Me pidió con una cara suplicante y enternecedora, si no podia acompañarle a algún banco donde poder realizar el pago de la tasa. "Como no, no se preocupe que yo le acompaño al banco", le dije.
Y hete aquí a un servidor acompañando solícito al anciano hasta una oficina bancaria muy cerca del lugar en el que nos encontrábamos. Entramos al recinto. Ambiente psicodélico al estilo puticlub, con luces de penumbra, rinconcitos floreados, muchas mesitas redondas y un solitario empleado en aquel inmenso páramo cuajado de oquedades en la pared, que eran cajeros automáticos. Ni un puñetero cliente. El empleado nos mira con muy mala cara. El empleado se levanta de su silla y, para evitar que penetrasemos en aquel santuario de las sombras, nos aborda casi a la entrada: "No. Aquí no manejamos efectivo". Las tasas se pagan en el cajero de la calle". "¿El cajero de la calle?", pregunté yo. "Sí, sí. El de la calle", respondió. "¿Y en uno de estos del interior?", supliqué. "No, no. En el de la calle", insistió él. "Vale. Pero, al menos… ¿nos podría ayudar con la informática?", le imploré. "No hace falta. Las instrucciones son muy claras, y están escritas en la puerta", contestó. He de confesaros que mi aparente ignorancia en la informática era solo aparente pero, quería probar la actitud del empleado y cuán dispuesto estaba a ayudar.
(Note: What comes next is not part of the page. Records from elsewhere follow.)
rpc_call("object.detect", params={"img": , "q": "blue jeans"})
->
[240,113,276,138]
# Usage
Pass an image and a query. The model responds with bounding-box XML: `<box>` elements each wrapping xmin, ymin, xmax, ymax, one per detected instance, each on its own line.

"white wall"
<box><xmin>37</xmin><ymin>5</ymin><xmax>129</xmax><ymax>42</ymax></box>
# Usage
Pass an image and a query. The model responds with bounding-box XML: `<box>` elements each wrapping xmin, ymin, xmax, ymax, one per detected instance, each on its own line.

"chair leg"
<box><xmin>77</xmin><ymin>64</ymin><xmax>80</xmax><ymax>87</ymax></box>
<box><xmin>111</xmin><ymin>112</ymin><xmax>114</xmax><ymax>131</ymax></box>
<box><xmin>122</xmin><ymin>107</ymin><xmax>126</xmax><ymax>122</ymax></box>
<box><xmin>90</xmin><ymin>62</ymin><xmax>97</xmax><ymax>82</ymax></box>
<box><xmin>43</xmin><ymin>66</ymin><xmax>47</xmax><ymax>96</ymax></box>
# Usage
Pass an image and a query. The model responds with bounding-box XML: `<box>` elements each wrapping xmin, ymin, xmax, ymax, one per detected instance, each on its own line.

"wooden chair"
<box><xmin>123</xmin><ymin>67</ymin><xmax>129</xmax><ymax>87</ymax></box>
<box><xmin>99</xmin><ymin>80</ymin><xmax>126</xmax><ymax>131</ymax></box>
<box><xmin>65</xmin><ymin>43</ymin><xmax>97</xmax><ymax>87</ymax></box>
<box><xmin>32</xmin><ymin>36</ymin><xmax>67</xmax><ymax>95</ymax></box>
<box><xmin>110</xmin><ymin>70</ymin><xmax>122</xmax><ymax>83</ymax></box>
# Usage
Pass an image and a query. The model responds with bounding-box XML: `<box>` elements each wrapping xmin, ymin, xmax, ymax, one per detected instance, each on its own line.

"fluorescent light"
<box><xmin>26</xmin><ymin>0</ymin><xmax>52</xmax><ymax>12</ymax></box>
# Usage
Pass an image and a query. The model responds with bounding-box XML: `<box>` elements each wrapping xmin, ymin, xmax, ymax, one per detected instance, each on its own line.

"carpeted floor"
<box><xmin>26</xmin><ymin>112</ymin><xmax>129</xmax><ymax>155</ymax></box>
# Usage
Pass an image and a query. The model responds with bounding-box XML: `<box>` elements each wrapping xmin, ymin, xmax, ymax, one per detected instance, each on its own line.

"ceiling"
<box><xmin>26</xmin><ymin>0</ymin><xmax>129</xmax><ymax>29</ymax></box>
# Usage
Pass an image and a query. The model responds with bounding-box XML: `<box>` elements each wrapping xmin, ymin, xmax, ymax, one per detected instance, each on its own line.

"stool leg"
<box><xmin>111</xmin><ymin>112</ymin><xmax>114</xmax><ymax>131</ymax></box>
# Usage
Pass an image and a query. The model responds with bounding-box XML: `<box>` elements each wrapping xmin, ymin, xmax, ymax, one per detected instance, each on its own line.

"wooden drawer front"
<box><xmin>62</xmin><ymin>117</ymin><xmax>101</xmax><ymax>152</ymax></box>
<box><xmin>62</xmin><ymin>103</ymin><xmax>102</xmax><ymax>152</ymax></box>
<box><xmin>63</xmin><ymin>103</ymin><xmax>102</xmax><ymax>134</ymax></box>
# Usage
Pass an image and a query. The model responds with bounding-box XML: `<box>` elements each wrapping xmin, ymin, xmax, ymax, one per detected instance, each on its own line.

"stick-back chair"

Bueno. Válgame Dios de los Cielos. Primer pinchazo. Un banco sin dinero en efectivo y con un empleado muy poco colaborador. Maldita casualidad.
Seguimos caminando por mi Gijón en busca del Arca Perdida. Entramos en otra sucursal de nombre raro que me da muy mala espina, pues tiene todo el aspecto de nave espacial de Star Trek o de discoteca de los ochenta. Como el anterior local: luces psicodélicas, mucho cristal, muchas mesitas redondas… Eso sí, tiene el doble de empleados, exactamente dos. Y ni puto caso tampoco. "Aquí no cobramos tasas. No manejamos efectivo", dijo. Tócate los huevos. Segundo chasco de la mañana. Otro banco sin dinero.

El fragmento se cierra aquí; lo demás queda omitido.